Assuming that you buy the 85 kWh, 270 miles range S-1 for $79,900, this works out to a monthly payment of $1,025, also in line with the market. Tesla people tell me that since the plan was announced, 90% of the buyers have opted for the lease option. Many are actual cash buyers who are placing the maximum $50,000 down with the intention to pay off the $30,000 balance in six months, just to get the free put option on the vehicle.
Tesla is also moving full steam ahead with its national supercharger network, which will enable electric car owners to drive coast to coast. Only 45 minutes is required to obtain a full charge. Just last night, my S-1 upgraded itself online and I was presented with new superchargers in Gilroy and Bakersfield, California. I can now make it down to San Diego.
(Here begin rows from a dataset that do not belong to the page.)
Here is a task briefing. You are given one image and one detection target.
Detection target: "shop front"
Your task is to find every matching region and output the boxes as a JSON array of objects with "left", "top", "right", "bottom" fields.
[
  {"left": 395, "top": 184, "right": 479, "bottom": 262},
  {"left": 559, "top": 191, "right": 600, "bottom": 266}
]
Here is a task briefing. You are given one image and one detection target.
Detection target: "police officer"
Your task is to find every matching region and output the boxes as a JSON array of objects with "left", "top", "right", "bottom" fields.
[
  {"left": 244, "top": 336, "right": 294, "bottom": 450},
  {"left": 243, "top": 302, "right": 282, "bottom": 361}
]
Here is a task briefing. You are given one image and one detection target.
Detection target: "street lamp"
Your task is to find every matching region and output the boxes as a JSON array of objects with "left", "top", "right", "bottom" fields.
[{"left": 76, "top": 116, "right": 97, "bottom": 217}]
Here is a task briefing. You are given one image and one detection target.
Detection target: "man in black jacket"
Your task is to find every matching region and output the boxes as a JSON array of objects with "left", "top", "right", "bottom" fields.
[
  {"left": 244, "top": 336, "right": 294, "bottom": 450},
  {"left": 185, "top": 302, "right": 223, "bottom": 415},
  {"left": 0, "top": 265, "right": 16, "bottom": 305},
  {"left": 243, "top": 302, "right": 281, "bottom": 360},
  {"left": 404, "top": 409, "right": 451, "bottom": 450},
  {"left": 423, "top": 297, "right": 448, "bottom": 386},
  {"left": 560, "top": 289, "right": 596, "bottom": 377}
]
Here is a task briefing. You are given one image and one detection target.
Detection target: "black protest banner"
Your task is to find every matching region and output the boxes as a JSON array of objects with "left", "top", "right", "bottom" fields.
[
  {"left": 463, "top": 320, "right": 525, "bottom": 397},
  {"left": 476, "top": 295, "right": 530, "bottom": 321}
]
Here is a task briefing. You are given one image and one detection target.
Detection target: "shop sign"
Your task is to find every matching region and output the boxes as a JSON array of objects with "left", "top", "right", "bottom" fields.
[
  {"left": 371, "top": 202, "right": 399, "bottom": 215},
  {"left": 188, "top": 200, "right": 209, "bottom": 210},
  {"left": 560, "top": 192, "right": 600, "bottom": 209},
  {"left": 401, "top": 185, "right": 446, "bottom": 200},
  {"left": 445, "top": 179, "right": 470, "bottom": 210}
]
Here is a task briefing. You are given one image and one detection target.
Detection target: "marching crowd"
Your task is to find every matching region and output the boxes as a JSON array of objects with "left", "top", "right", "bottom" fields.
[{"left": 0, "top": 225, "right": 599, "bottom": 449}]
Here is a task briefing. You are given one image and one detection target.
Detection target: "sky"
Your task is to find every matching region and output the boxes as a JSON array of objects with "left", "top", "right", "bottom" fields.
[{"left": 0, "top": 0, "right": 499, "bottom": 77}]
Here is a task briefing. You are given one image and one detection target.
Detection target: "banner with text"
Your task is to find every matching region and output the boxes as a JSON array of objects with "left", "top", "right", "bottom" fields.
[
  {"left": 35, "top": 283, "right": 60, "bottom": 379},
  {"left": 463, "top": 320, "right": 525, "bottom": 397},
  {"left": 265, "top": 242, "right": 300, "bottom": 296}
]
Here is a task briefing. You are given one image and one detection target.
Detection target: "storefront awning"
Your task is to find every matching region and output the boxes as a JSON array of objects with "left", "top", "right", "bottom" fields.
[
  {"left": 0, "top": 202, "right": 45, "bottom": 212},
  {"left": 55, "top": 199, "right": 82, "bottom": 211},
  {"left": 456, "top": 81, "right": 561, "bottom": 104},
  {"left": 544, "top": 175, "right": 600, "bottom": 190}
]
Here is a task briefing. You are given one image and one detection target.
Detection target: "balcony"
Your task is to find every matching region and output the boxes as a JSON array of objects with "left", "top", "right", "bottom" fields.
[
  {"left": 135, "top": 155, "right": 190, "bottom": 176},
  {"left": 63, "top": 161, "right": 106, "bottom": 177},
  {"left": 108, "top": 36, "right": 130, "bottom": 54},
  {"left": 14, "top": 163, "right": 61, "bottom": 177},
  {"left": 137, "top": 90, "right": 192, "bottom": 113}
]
Elon has promised to take his family on such an expedition as soon as the infrastructure is in place some time next year. I am considering my own trip from San Francisco to Chicago, which according to MapQuest, I could do in 30 hours. After all, it will be free, less the investment of my own time at the wheel, and the wear and tear on the tires.
When I was a teenager during the 1960’s, I hitchhiked from the West to the East coast more than 30 times. I used to race my younger brother from Los Angeles to New York, who finally won with a record time of 49 hours. I met a lot of strange people in those days. Once, I was picked up in Texas by a nervous, chain-smoking woman driving a souped up Dodge Dart fleeing a violent husband, seeking refuge in California. She drove like a bat out of hell the entire way, and we made the Golden State in record time. It’s funny, the things you remember.
A drive across the Great American Desert can have a cleansing, almost rejuvenating effect, as long as you don’t mind the country western music on the radio. The last time I did this was during the eighties, when I drove my sister to graduate school at Texas A&M. That little foray found me line dancing with a bunch of drunken Aggies in a College Station bar. How is it that everything surreal that happens to me always occurs in Texas?
But I digress. Tesla has quit making the 40 kWh, 130-mile range version of the S-1, as virtually all demand was for the long range model. The waiting list is now down to two months, which is why they took the next step on the marketing front. The four-wheel drive Model X is still on schedule for 2014, and I am number 645 on the waiting list for that vehicle. I have already wired my Lake Take house for 220 volt recharging. Who cares what the price is!
When I stop at traffic lights in the city, I still get applause and thumbs up from cheering groups of pedestrians. And then there are those little notes tucked under the windshield wipers from admiring young women asking for rides. That, alone, is worth the $100k. The State of California has already sent me my $2,500 Clean Vehicle Rebate, and I plan to claim my $7,500 Qualified Plug-in Electric Drive Motor Vehicle Credit (form 8936) on my federal tax return this year.
I have received a lot of emails about the weekend Barron’s article panning Tesla. Elon says he can drop the cost of his batteries from $400 to $200 in five years, making his planned mass market $40,000, 200 mile range “Gen III” Tesla profitable. General Motors (GM) says he can’t. Given the recent track record of the two companies, I am more inclined to back Elon.
Let me tell you what is really going on here. The automobile establishment absolutely hates Tesla, because Musk has proven everything they said was impossible. Tesla doesn’t advertise, as its innovative, low cost business model sells all of its cars online. This is why they are banned in Texas, which hasn’t the slightest interest in seeing non-oil forms of transportation succeed.
Tesla also doesn’t advertise. Open the pages of Barron’s, and you will find ads extolling the virtues of General Motors, Ford, (F), and Chrysler, but not one from the disruptive Tesla. It’s the same with the financial industry. Barron’s often publishes damning exposés on tiny companies you have never heard of, but extolls the great wisdom and foresight of PIMCO, Fidelity, and Morgan Stanley, their largest advertisers. That is the free market, capitalist world we live in.